Multimedia in Drupal 7 was a bit of a mess until the Media module tried to organise things into a consistent structure, and even then things weren't straightforward sometimes. So going to a multimedia in Drupal 8 session really showed me the current landscape of things to do with file uploads and multimedia libraries in core. Dries hinted at this in his keynote, but having Janez Urevc talk through the finer points of what is coming into Drupal 8 core was really good. It looks like there are some really good additions coming to Drupal 8 in terms of media libraries, wysiwyg embedding, and the re-usability of media assets.

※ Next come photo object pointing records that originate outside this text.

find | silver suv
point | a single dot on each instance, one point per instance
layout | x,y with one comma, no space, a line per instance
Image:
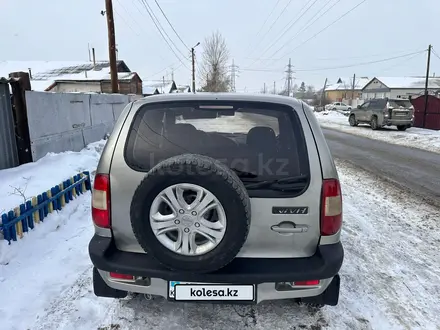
384,112
217,197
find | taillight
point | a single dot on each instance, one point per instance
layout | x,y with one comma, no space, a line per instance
101,201
121,276
331,207
310,282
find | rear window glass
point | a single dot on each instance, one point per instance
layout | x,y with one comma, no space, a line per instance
400,103
263,139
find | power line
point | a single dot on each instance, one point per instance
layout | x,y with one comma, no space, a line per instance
178,36
325,28
341,66
274,22
401,62
307,25
150,10
364,63
151,14
264,23
126,23
289,26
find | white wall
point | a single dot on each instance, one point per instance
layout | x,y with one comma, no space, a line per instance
80,87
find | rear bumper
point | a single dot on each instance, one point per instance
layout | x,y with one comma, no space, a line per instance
396,122
265,273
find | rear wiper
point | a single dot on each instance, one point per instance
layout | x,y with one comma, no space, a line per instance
289,183
244,174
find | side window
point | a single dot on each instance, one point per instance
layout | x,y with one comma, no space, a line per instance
365,106
373,104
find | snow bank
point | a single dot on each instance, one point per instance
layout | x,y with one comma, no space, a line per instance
390,277
34,178
413,137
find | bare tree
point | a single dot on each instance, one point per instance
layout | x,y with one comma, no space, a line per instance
215,64
19,191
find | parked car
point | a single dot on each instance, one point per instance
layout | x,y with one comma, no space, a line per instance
230,197
338,106
384,112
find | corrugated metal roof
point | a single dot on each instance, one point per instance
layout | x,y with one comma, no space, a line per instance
45,73
409,82
347,83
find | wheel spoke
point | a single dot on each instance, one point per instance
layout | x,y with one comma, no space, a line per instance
213,225
206,230
211,206
204,203
184,217
178,242
164,227
172,201
198,199
182,202
160,217
185,243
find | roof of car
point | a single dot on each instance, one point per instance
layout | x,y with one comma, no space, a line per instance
271,98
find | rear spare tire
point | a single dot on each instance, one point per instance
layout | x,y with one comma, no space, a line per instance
191,213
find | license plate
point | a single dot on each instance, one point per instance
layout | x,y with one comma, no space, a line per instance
186,291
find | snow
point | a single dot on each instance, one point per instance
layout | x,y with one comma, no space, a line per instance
390,278
35,178
413,137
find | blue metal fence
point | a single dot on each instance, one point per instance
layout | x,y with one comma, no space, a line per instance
24,217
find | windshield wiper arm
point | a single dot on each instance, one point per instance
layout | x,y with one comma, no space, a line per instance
291,182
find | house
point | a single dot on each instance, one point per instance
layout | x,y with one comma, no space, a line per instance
74,76
98,82
343,89
182,89
162,86
399,87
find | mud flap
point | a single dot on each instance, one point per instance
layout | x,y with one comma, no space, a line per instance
101,289
329,297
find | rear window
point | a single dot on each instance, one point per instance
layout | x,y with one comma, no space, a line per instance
266,140
400,103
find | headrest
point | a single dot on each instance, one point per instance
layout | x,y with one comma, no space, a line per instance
261,135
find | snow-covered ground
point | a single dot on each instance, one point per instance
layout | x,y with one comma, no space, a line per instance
413,137
390,276
35,178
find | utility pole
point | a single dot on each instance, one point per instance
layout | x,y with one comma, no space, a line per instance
426,86
112,45
193,60
352,89
289,77
233,76
323,93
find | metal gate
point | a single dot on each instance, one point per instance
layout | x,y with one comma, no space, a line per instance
8,145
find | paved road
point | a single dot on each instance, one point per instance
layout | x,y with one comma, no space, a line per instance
414,169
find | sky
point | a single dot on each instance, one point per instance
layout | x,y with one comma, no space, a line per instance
323,38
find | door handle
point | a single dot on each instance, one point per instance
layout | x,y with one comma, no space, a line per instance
292,229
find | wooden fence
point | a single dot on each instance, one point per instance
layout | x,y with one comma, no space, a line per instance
24,217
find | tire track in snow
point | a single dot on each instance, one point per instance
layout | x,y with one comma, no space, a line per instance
390,276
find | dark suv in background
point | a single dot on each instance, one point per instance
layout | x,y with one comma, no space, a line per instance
384,112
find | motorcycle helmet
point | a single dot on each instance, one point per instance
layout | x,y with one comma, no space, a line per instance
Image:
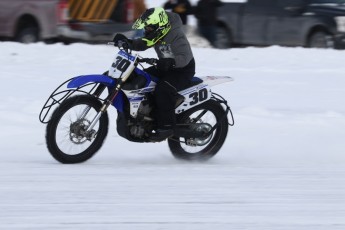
156,24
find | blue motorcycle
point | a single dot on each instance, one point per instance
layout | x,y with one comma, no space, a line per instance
77,118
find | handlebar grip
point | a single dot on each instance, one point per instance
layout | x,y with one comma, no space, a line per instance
151,61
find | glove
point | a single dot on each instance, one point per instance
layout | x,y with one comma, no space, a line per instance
121,38
165,64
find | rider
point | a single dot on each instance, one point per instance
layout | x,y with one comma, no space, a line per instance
175,66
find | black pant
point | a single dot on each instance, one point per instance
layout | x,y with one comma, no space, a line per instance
165,94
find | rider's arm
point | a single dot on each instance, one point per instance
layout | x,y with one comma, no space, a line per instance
139,44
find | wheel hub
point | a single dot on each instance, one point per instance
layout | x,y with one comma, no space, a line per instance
200,141
78,134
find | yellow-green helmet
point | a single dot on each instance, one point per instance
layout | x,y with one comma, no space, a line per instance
156,23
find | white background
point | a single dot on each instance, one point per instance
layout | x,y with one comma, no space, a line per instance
281,167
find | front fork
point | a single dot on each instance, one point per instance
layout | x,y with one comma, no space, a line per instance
105,105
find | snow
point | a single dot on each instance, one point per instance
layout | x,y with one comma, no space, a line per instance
281,167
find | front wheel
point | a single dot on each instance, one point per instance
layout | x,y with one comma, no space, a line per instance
211,114
68,140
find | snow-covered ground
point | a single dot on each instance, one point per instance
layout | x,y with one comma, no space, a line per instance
282,166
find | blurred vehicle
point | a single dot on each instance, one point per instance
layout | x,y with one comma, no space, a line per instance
62,20
307,23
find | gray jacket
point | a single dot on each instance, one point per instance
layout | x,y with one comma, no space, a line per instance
173,45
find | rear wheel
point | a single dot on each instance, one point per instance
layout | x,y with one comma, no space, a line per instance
211,114
320,39
67,138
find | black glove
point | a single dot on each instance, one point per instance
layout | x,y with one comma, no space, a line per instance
121,39
165,64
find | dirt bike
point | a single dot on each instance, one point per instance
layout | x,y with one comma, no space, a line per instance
77,118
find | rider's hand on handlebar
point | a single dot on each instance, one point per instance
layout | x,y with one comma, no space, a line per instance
121,40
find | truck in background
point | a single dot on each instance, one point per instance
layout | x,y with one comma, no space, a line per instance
307,23
30,21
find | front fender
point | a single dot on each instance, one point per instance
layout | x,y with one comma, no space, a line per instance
97,78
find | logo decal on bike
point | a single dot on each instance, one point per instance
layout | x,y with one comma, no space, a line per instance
199,96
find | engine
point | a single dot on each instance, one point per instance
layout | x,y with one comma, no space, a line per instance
141,126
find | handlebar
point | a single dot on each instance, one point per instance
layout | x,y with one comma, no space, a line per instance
124,45
150,61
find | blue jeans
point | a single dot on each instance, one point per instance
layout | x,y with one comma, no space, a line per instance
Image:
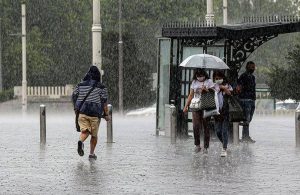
221,128
248,106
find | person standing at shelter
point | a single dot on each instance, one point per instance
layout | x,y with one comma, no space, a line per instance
200,84
92,109
223,90
246,90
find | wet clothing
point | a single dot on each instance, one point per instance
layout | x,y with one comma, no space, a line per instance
247,83
94,104
222,120
89,123
208,83
248,108
247,100
198,120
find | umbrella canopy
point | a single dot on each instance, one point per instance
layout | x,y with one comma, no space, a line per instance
205,61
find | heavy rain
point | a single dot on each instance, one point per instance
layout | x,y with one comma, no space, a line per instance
148,145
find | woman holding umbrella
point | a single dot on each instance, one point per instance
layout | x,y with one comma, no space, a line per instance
200,84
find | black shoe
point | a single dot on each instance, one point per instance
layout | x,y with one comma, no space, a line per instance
80,148
92,157
248,140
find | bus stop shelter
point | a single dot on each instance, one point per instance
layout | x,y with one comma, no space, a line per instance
232,43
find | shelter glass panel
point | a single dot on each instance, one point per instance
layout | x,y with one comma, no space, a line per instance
164,80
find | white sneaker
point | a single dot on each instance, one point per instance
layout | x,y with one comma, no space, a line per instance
197,149
223,153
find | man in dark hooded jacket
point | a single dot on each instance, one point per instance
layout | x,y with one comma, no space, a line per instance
92,109
246,90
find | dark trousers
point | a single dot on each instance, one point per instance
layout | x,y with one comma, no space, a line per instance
221,126
248,108
200,123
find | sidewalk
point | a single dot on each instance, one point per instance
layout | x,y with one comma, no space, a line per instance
141,163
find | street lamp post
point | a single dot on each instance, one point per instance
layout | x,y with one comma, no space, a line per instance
96,36
210,15
225,21
1,84
120,45
24,82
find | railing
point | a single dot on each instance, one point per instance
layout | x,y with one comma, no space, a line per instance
42,91
269,19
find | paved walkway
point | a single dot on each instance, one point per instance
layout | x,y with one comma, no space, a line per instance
141,163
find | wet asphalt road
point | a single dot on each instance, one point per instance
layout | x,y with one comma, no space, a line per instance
141,163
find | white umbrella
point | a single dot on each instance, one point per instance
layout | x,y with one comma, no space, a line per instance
205,61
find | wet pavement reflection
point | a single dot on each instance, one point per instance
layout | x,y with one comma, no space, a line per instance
141,163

The configuration export and import in Drupal 8 is proving to be a really powerful tool, but it is clear that some people (including myself) aren't clear on some of the finer points. So the configuration management: theory and practice talk really helped to spell out how configuration management should be used, and what to do under certain circumstances. Even though this talk was given by three people (Andrea Pescetti, Antonio De Marco, and Fabian Bircher)it wasn't confusing and actually was one of the best configuration management talks I have seen. They spelled out a situation and then showed how configuration management could be used and what plugins exist to aid that situation. For example, pushing configuration to your production system is fine, but what if your client changes some of the configuration on the production box? You can solve this by using the configuration read-only module to restrict what can be changed, or by using the configuration split module to allow the client changes to be merged in with your own development changes as needed. This real-world example and solution really worked and allowed them to paint a picture of how configuration management should work and can be made into a powerful tool.
I have been watching the progress of Commerce 2 for Drupal 8 for a number of weeks now, especially as now that I am using Drupal 8 more and more for projects. So thelaunching online stores with Commerce 2.x on Drupal 8 session with Ryan Szrama and Matt Glaman was a good overview of where they are, what they have done and where they plan on going with the product. It looks like there are some great things going on with Commerce 2 and lots of opportunities to contribute back to the project. What was also good to see was that they have broken out some internal components like Tax and Addressing and made stand alone PHP components that can then be used in other projects.
One of the better sessions I attended over the course of the week was from Alexei Gorobets, who talked about Practical Caching in Drupal 8. This was a talk about what forms of caching was available in Drupal 8, and what elements of the page are effected by different cache keys, contexts or tags. I have touched upon some elements of caching in Drupal 8, but having them all spelled out (with a few real world examples) was really useful.
On Thursday night there was a Drupal quiz night, which was run by the Drupal Ireland association. This was a really well run night and although we (Team Awesome) only came in 12th, we still had a good night.
The exhibitors space was really well organized and had lots to see and do there. This was also the space where the refreshments and food were served so people became familiar with the space by the end of the week. One highlight was a virtual reality tour of Gent by the web agency Dropsolid, and a chat with their lovely CEO Dominique De Cooman.
The Guiness factory is a good place to go for people visiting Dublin, and only takes a couple of hours to complete.
Overall the conference was really well organised and I learned so much in the week that I'm still trying to digest some of it. I've got lots of ideas to take back to my Drupal 8 development practices and I now have the confidence to continue contributing to Drupal 8.